En second lieu, le Conseil d’État évince implicitement l’approche souple opérée par certaines juridictions, dont le tribunal administratif de Montpellier qui a estimé dans jugement de 2017 que l’article L.1531-1 du code général des collectivités territoriales « n'imposent pas, (…) que les actionnaires d'une société publique locale doivent être compétents pour exercer l'ensemble des activités entrant dans le champ de l'objet social de la société publique locale » (TA Montpellier, 19 septembre 2017, M. F.L., n° 1506432).

À l’inverse, en troisième lieu, la Cour administrative d’appel de Nantes a interprété strictement dès 2014 les dispositions précitées (CAA Nantes, 19 septembre 2014, syndicat intercommunal de la Baie, n° 13NT01683), approche que le Conseil d’État reprend dans la présente décision.

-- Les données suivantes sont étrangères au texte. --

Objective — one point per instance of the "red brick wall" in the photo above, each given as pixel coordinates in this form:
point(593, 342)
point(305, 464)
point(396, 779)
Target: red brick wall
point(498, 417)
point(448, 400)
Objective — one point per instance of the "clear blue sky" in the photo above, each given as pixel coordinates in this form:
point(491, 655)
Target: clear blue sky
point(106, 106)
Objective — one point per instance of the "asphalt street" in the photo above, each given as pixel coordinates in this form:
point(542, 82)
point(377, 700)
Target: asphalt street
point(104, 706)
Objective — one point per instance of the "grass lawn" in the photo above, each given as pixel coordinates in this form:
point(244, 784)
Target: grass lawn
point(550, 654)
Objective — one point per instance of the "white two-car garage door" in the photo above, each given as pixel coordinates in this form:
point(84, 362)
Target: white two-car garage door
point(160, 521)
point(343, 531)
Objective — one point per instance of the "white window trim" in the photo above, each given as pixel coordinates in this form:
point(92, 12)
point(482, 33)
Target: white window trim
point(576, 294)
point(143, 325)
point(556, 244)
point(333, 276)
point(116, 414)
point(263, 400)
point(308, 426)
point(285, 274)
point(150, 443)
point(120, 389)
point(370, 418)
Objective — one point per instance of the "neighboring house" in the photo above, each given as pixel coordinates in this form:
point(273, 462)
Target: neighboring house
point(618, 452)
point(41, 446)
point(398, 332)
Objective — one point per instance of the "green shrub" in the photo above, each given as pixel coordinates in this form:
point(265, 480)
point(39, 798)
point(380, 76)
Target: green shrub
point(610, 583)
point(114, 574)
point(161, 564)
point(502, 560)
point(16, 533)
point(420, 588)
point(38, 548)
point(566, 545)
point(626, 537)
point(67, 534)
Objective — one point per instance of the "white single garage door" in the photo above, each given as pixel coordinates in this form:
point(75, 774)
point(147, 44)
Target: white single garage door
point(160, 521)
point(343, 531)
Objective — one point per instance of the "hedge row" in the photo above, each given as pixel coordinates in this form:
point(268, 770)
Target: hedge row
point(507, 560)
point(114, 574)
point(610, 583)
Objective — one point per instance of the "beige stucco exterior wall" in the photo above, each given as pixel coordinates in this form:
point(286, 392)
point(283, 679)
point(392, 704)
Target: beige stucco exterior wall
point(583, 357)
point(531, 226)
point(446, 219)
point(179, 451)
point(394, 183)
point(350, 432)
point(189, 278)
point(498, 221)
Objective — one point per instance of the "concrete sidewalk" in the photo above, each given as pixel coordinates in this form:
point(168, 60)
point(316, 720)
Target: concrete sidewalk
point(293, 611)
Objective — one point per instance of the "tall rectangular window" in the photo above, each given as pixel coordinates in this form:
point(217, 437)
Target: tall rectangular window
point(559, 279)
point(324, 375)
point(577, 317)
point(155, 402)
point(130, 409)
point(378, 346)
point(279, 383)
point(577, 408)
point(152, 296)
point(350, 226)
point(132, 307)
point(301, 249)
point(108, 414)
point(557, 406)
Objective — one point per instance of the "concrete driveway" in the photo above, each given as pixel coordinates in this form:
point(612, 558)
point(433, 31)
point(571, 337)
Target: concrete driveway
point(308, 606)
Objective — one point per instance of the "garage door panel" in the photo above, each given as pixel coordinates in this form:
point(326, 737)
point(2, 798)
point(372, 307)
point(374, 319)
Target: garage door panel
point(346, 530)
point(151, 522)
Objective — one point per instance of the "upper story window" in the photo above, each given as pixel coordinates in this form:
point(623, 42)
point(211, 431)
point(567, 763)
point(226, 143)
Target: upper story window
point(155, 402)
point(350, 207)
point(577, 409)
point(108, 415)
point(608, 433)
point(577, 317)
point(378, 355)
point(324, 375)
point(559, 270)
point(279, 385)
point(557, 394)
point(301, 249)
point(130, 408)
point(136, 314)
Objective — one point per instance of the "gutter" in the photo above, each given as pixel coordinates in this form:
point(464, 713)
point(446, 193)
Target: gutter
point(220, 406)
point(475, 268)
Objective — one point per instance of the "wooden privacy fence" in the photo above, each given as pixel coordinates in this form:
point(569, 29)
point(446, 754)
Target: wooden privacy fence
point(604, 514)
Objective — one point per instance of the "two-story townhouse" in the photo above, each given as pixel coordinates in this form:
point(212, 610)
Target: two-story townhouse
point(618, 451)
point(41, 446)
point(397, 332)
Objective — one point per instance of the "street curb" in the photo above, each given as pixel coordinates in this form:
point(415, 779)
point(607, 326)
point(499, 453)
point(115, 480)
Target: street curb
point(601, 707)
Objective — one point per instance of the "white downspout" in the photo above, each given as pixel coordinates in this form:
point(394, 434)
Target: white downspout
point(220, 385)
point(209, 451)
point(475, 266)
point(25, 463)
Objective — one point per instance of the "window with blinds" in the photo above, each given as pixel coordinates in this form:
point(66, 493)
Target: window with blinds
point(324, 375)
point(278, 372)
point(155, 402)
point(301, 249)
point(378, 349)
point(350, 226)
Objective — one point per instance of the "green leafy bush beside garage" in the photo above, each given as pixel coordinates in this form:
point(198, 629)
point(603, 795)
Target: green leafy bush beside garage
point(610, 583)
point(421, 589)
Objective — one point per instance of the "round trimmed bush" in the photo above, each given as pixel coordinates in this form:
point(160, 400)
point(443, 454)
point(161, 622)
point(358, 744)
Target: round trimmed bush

Un début de réponse aux problématiques inhérentes aux entreprises publiques locales.

Cette décision claire permet ainsi de mettre fin à une incertitude patente, et apporter une réponse juridique. En effet, ce cumul, jurisprudences contradictoire a conduit certains députés à solliciter, en l’absence de décision claire du Conseil d’État, une réponse ministérielle (Question écrite n° 05003 publiée dans le JO Sénat du 17/05/2018 - page 2316).

Cette approche apparait en phase avec la philosophie des sociétés publiques locales. Elles ont été notamment crées pour permettre d’assurer l’exécution d’une mission de service public tout en dérogeant aux règles de la commande publique, ce que ne permettait pas une société d’économie mixte à l’origine eu égard à la présence de capital privé.


Ce faisant, il apparait nécessaire d’éviter l’existence d’un lien trop distendu entre la société publique locale et la personne publique qui en est membre, sous peine de remettre en cause les critères de la quasi-régie.

Par ailleurs, cette approche fait preuve de cohérence. En effet, la participation à une société publique locale implique, ainsi que le relève le Conseil d’État, le droit « à participer au vote des décisions prises ». Ce faisant, il apparait curieux, d’admettre une participation pour la personne publique dans la direction de la société dans des domaines pour lesquels cette dernière ne dispose pas de compétence.

Au final, la Conseil d’État apporte une solution attendue. La prochaine étape importante concernant les entreprises publiques locales concerne la possibilité pour les sociétés d’économie mixte de bénéficier de l’exception de quasi régie, question ravivée par les ordonnances de 2015 et de 2016 relatives aux marchés publics et aux contrats de concessions, qui n’exclut plus la mise en œuvre d’un tel mécanisme lorsque la présence de capital privé est « requise par la loi ». Pour cela, il faudra attendre que le Conseil d’État statue sur le recours de l’UNSPIC déposé en 2016.